Last April, amid a hail of public mockery, the Orlando-based board abruptly shut down a marketing campaign that used $14,000 in federal funds to buy and distribute 6,000 red capes to job seekers.
Scott noted several other questionable expenditures by WCF, including:
- $1,012,305 for building renovations that lacked prior approval.
- $739,605 to settle a lawsuit over termination of a property lease.
- $38,876 for 20 vehicles that had not been approved.
In 2006, WCF agreed to repay $3,483,664 in federal funds to resolve claims associated with the purchase and renovation of office space.
In June, a financial review of WCF’s operations alleged several violations of standard procedures, including a lack of contract administration policies and noncompliance with WCF’s cost-allocation plan.
Jacobs, in a statement issued late Wednesday, said, “Although I am not the chairman of the Workforce Central Florida Consortium, I completely agree with the governor that we need to get to the bottom of that agency’s activities.

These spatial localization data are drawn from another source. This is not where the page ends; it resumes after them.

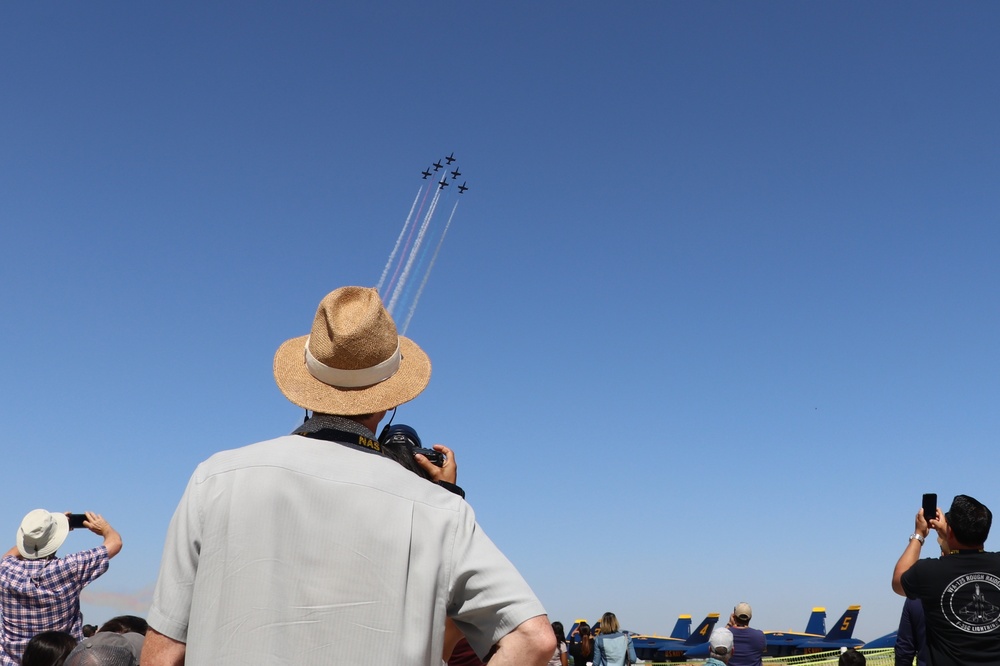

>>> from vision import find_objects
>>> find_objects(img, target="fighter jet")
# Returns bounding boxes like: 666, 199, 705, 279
450, 168, 461, 180
457, 182, 469, 194
445, 152, 456, 164
421, 168, 433, 179
433, 161, 443, 171
438, 178, 449, 190
631, 614, 721, 662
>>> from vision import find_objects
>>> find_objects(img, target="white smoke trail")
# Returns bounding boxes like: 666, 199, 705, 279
377, 187, 423, 293
401, 200, 460, 334
387, 184, 442, 315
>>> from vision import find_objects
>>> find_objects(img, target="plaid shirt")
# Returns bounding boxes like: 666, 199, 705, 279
0, 546, 109, 666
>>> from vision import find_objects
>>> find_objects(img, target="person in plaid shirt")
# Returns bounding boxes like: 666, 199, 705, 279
0, 510, 122, 666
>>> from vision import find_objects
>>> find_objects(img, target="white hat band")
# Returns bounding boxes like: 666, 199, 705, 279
304, 338, 401, 388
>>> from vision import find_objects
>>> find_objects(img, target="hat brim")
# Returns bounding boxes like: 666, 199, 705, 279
274, 334, 431, 416
17, 512, 69, 560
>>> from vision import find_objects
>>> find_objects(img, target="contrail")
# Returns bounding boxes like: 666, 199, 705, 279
82, 585, 154, 613
384, 181, 434, 300
377, 187, 422, 293
401, 200, 460, 334
387, 184, 442, 315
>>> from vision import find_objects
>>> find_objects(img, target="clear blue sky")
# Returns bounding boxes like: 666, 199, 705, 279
2, 2, 998, 641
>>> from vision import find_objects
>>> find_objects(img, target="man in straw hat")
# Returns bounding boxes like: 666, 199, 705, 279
143, 287, 554, 666
1, 510, 122, 666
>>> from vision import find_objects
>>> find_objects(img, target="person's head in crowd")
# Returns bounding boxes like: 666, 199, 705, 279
275, 286, 431, 423
81, 626, 97, 639
839, 647, 866, 666
732, 602, 753, 627
945, 494, 992, 547
599, 612, 620, 634
97, 616, 147, 636
578, 622, 591, 639
21, 631, 77, 666
708, 628, 734, 664
16, 510, 70, 560
551, 621, 566, 644
63, 632, 141, 666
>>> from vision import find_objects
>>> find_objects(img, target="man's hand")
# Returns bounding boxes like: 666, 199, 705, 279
84, 512, 123, 558
415, 444, 457, 485
84, 512, 111, 537
914, 508, 931, 538
929, 507, 948, 542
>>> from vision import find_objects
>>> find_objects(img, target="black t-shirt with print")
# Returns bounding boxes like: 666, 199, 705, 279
901, 551, 1000, 666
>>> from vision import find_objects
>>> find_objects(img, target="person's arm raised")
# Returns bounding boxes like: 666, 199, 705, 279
84, 512, 122, 558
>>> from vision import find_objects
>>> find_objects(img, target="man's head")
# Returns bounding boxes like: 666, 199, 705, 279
64, 632, 141, 666
709, 628, 734, 663
838, 647, 866, 666
733, 602, 752, 627
273, 287, 431, 417
17, 509, 69, 560
946, 494, 992, 547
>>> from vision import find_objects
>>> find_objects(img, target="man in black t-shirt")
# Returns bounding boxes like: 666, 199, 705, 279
892, 494, 1000, 666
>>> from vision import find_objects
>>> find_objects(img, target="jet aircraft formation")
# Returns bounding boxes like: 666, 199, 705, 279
376, 152, 471, 334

“Like the governor, I am outraged by the lack of transparency and fiscal oversight of that organization, and believe the citizens of Florida deserve better,” Jacobs wrote. “I am calling upon the chairman of the consortium to convene a special meeting so we can discuss how to best move forward to implement the governor’s directed course of action.”
Larry Haber, chairman of the WCF board, said he was blindsided by the governor.
“The media were asking us about [Scott’s letter] before I even knew it existed,” said Haber. He also said he had received no prior communication from Scott’s office about the issues raised in the letter.
“I disagree with the letter and disagree with the conclusion. It cited things that have taken place, but from our perspective, we’ve dealt with those things. There was no allegation of malfeasance or that anything has been done wrong by anyone,” he said.
“We’re just a group of dedicated volunteers who are doing this for free,” said Haber, an entertainment law attorney.
An emergency executive committee has been called for 4 p.m. Thursday.
At the time of WCF’s cape episode, a state official who declined to be identified by name, generally described the regional workforce boards as “the worst form of government largess.”
“The people on these boards are local people, buddies with commissioners, people who are linked in various ways to political people, including members of the Legislature,” the official said.
Ostensibly created to generate jobs, the workforce boards receive federal employment grants, which flow through the state Agency for Workforce Innovation.
The U.S. Department of Labor reportedly is probing 24 of the state’s regional workforce agencies for alleged irregularities that include conflicts of interest by members of the governing boards.
The federal investigation follows an April 2010 memo by the state Agency for Workforce Innovation, which found that in 37 percent of contracts:
- The necessary two-thirds vote of the entire governing board was not obtained.
- Board members who could benefit from the contract did not abstain from voting.
- Governing board minutes did not document the required disclosures for potential conflicts of interest.
Many of the contracts in question involved community colleges whose top administrators sat on the regional workforce boards.
Though the Labor Department would not comment on the investigation, state Sen. Mike Fasano, R-New Port Richey, reported that workforce agencies awarded 574 contracts totaling more than $55 million between 2008 and 2010.
Fasano says tighter controls are needed. The senator told Sunshine State News earlier this year that he intends to refile legislation to prohibit the use of state or federal funds for purchasing food and other recreational items by regional workforce boards.